The best remedies to combat the anxiety and fear are tuning into the body, acknowledging what it is feeling rather than running or distracting away from it, tuning into the senses, cooking nourishing meals, selecting an enjoyable kitchen playlist or podcast to invite in more relaxation, eating warming and nourishing foods, and deep breathing.

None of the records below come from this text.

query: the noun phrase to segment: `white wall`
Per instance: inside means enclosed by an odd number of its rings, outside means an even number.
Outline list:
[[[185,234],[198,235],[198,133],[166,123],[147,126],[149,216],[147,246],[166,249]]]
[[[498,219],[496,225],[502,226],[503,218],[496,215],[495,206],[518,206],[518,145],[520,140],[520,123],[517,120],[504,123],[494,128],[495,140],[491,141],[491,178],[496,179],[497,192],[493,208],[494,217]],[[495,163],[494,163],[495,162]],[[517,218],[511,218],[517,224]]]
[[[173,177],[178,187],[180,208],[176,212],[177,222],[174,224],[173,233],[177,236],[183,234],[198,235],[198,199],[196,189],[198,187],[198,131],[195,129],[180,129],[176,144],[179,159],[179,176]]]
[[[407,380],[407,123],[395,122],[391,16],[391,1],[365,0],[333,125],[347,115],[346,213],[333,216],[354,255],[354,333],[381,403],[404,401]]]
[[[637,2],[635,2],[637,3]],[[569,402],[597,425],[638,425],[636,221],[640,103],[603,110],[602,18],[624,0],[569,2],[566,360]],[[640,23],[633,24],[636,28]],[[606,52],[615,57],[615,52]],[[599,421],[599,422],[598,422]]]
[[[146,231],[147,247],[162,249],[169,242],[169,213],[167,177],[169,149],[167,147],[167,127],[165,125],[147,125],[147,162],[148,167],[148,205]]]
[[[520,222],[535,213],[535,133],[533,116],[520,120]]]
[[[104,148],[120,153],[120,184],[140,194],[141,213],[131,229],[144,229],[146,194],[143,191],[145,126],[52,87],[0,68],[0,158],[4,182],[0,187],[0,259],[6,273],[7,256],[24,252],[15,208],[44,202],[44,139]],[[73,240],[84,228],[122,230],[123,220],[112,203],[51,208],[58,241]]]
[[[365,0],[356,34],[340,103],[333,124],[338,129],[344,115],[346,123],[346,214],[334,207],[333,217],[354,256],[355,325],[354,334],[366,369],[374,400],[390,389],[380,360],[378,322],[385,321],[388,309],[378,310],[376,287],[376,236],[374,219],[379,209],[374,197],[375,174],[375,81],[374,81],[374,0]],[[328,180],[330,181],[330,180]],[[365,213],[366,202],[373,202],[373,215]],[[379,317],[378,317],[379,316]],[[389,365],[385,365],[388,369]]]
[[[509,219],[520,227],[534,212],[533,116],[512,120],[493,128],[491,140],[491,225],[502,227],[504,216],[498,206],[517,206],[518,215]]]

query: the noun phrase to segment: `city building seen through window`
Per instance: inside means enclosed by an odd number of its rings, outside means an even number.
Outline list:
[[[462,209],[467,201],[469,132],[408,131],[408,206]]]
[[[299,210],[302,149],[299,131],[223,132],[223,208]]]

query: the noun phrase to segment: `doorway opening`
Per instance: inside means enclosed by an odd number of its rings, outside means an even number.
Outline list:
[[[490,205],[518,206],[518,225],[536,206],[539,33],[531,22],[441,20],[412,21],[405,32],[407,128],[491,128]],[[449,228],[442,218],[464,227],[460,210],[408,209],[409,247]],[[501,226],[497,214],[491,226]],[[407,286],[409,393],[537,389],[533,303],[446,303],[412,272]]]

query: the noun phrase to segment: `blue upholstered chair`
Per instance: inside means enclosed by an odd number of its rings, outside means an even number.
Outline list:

Falafel Loaf, serves about 4
-This is my current favorite meal to slowly harken in the flavors and ingredients that support our systems as we shift into spring: pungent vegetables like garlic and onion, spices to support moving the winter sluggishness from our liver and digestion including cumin, coriander, and cardamom, and ample herbs like cilantro for the same. If this particular herb is not your favorite, sub in parsley or mint instead.
-With all the flavors of falafel but with easier prep and the ability to put it in the oven and walk away for a while, I’m really loving this loaf-version of falafel. Plus, I find it allows me to focus on the side ingredients, which in a pinch are sauteed or braised cabbage, and the quick tahini sauce linked below.
– I haven’t tried making this without the egg since I’ve had limited success with egg-free veggie loaves or burgers staying together, but ground up chia or flax seeds would be my suggestion if that’s needed for you.


3 garlic cloves, peeled + roughly chopped
1 large onion, roughly chopped
2 tsp. ground cumin
2 tsp. ground coriander
¼ tsp. ground cardamom
1 ¾ cup cooked chickpeas or 1 can, drained and drained
1 Tbs. apple cider vinegar
3/4 tsp. sea salt + more to taste
½ tsp. freshly ground black pepper
1 tsp. baking soda
1 egg
¾ cup chickpea flour
¾ cup finely chopped cilantro

Suggestions to serve with:
Tahini Garlic Sauce
Socca
Lettuce and/or sautéed greens
Seasonal braised cabbage

  1. Preheat the oven to 350 degrees F.
  2. In a food processor, pulse the garlic, onion, and spices, scraping down sides as needed, until coarsely chopped, 30-45 seconds. Then add the chickpeas and apple cider vinegar, and pulse again briefly. Transfer to a large bowl.
  3. Add the vinegar, salt and pepper, baking soda, egg, chickpea flour and finely chopped cilantro. Gently stir to combine, being careful not to mash the mixture too much. Spoon the mixture into a 8 ½ x 4 in. loaf pan that has been lined with parchment paper. Smooth it down so its even, and then bake until the edges are browned and the center is completely set, about 60-70 minutes.
  4. Transfer the pan to a wire rack and let cool at least 15-20 minutes, remove from the loaf pan onto a cutting board.
  5. To serve, cut into big slices and drizzle garlic tahini sauce on top, serve with greens, socca, or other sides of choice.